The U.S. Supreme Court on Monday handed a victory to Merck & Co – at least for now – by throwing out a lower court ruling that had revived hundreds of lawsuits accusing the company of failing to properly warn patients of debilitating thigh-bone fractures from taking its osteoporosis drug Fosamax.
The nine justices unanimously directed the Philadelphia-based 3rd U.S. Circuit Court of Appeals to reconsider its decision allowing the lawsuits to proceed even though federal regulators had rebuffed Merck when the company sought to add a warning to Fosamax’s label about the fracture risk.
The decision added clarity to a defense used by drug makers against product liability claims in which they argue that such litigation is preempted under federal law and the U.S. Constitution when a federal agency takes certain actions, as the Food and Drug Administration did in this case.
In a decision written by Justice Stephen Breyer, the court said that judges, not juries, must decide disputes over preemption, and that a drug manufacturer must show that it “fully informed” the FDA of the need for a warning before it was rebuffed. Lower courts now must revisit the case reflecting the Supreme Court’s guidance.
Merck’s shares traded up slightly on Monday morning, at $78.91.
Fosamax helps prevent and treat osteoporosis, a condition that can lead to bone fractures, in women who have gone through menopause. But it may increase the risk of fractures in the thigh bone or just below the hip joint, often requiring surgical intervention.
Sales of Fosamax, also available as a generic drug, totaled $209 million in 2018, according to Merck.
The New Jersey-based company in 2008 submitted data to the FDA suggesting Fosamax might be linked to certain bone fractures, but the FDA denied its warning label proposal. After a task force further studied the issue, the FDA in 2010 ordered manufacturers to revise labels to include a warning, which Merck did.

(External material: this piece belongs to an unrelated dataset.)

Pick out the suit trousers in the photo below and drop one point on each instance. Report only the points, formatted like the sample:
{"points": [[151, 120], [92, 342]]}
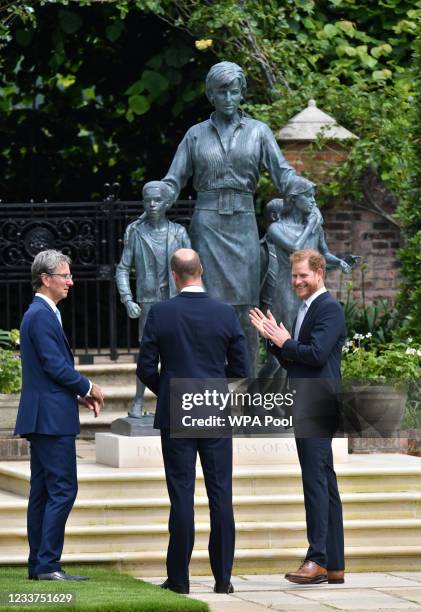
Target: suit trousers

The plaintiffs contend that the FDA rejected only Merck’s proposed language for the warning that focused on relatively minor stress fractures rather than the more serious fractures they suffered.
Fosamax users sued Merck in federal courts alleging the drug caused them to sustain serious thigh bone fractures and that the company failed to warn of the risk. The number of cases has swelled to more than 1,000.
A federal trial court in New Jersey threw out the cases, but in 2017 the 3rd Circuit allowed the claims to proceed to trial, ruling that a jury could find that the FDA had objected only to Merck’s phrasing of the proposed warning label.
At issue in the case was whether a pharmaceutical company can be held liable under state laws for failing to warn about a health risk associated with a drug in instances in which the FDA rejected a company proposal to add a warning label to the medication about the risk.
Merck argued that because under the Constitution federal law generally trumps state law, it cannot be penalized for not taking an action that the FDA did not allow.
Merck, backed by President Donald Trump’s administration, had told the justices in a brief, “If manufacturers must face tort suits even when the FDA has made clear that no warning is necessary, they will continue to face an onslaught of troubling, coercive litigation.”